A celebration in Nassau County for losing it's only major professional sports team, one with a championship history/tradition that was special beyond words to officially become minor league while every other municipality found hundreds of millions in taxpayer money (even bankrupt Detroit) to keep the public trust with it's sports teams?
More like a celebration of political incompetence for over two decades.
Some of the same people over the years with the same hollow words, legislature approval pending.
Folks, I cannot create my own quoted news. (though some bloggers who need page views try) I can only link to the articles with the direct quotes from the individuals involved.
Ct Post: Friday afternoon Bridgeport Sound Tigers President, Howard Saffan flat out said Bruce Ratner's comments on bringing Sound Tigers to Nassau Coliseum were irresponsible.
“My comment is the same position (as yesterday),” Saffan said; see yesterday’s. “We have a contractual arrangement with the City of Bridgeport to put a hockey team in here.
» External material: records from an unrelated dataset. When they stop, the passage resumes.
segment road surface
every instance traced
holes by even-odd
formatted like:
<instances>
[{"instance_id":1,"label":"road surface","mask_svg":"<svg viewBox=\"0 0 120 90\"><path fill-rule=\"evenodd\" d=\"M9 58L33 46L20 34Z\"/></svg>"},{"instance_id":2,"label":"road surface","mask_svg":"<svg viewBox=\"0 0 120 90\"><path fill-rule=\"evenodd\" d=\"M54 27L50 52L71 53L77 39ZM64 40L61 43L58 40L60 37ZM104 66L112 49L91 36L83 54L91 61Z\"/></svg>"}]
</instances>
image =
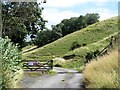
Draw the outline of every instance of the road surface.
<instances>
[{"instance_id":1,"label":"road surface","mask_svg":"<svg viewBox=\"0 0 120 90\"><path fill-rule=\"evenodd\" d=\"M55 75L25 77L22 88L83 88L83 74L76 70L54 67Z\"/></svg>"}]
</instances>

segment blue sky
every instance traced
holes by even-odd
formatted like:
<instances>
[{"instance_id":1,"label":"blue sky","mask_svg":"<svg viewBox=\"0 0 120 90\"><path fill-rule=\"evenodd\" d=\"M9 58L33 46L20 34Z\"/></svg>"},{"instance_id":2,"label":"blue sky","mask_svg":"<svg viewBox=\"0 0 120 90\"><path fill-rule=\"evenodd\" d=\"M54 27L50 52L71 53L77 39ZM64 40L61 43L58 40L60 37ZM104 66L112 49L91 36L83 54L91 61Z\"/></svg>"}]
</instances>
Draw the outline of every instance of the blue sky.
<instances>
[{"instance_id":1,"label":"blue sky","mask_svg":"<svg viewBox=\"0 0 120 90\"><path fill-rule=\"evenodd\" d=\"M46 26L60 23L61 20L78 17L86 13L98 13L100 20L118 15L119 0L47 0L43 4L43 17L48 20ZM41 2L41 0L37 0Z\"/></svg>"}]
</instances>

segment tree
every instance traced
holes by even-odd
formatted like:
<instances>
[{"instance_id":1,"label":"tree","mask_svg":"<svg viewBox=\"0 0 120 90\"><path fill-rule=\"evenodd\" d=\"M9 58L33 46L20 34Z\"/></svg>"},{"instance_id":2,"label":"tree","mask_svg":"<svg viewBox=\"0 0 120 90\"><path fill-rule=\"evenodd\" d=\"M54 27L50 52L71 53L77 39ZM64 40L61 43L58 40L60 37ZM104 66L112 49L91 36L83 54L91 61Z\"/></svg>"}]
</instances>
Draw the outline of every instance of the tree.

We absolutely to not have any agreement in place (to Nassau). Our owner has not executed any agreement with Barclays.”
So if at some point Charles Wang does make a deal and something did go down?
“We will explore all our avenues to put an AHL team in this building,” Saffan said. “It’s irresponsible, what (Ratner) said.”
For myself it's not the first time Ratner's gone overboard with claims though he did elaborate on the 18,000 for hockey fairly enough.
Bruce Ratner on April, 21st, 2012 told the NY Post, Rich Calder the Barclay's Center could hold 18,000 for hockey:
Q: How many people will the arena hold?
A: 18,200 for basketball, 19,000 for concerts and likely 14,500 for hockey.
Q: Regarding hockey, is there any chance that more seating down the road could be added for hockey? [14,500 seats would make it the smallest NHL hockey venue]
A: Here’s the issue: Hockey is the kind of sport that because of the dasher [boards] you can get a slightly obstructed seat when the puck is right on your side. We can hold 18,000 for hockey. The question is how many above 14,500 would have somewhat obstructed seats. We have a good sense of it [that the number of seats not obstructed is about 14,500], so if your question is whether we’d want to put in more seats? Probably not. Can we change the obstructions? Probably not. Will more seats be okay? Possibly.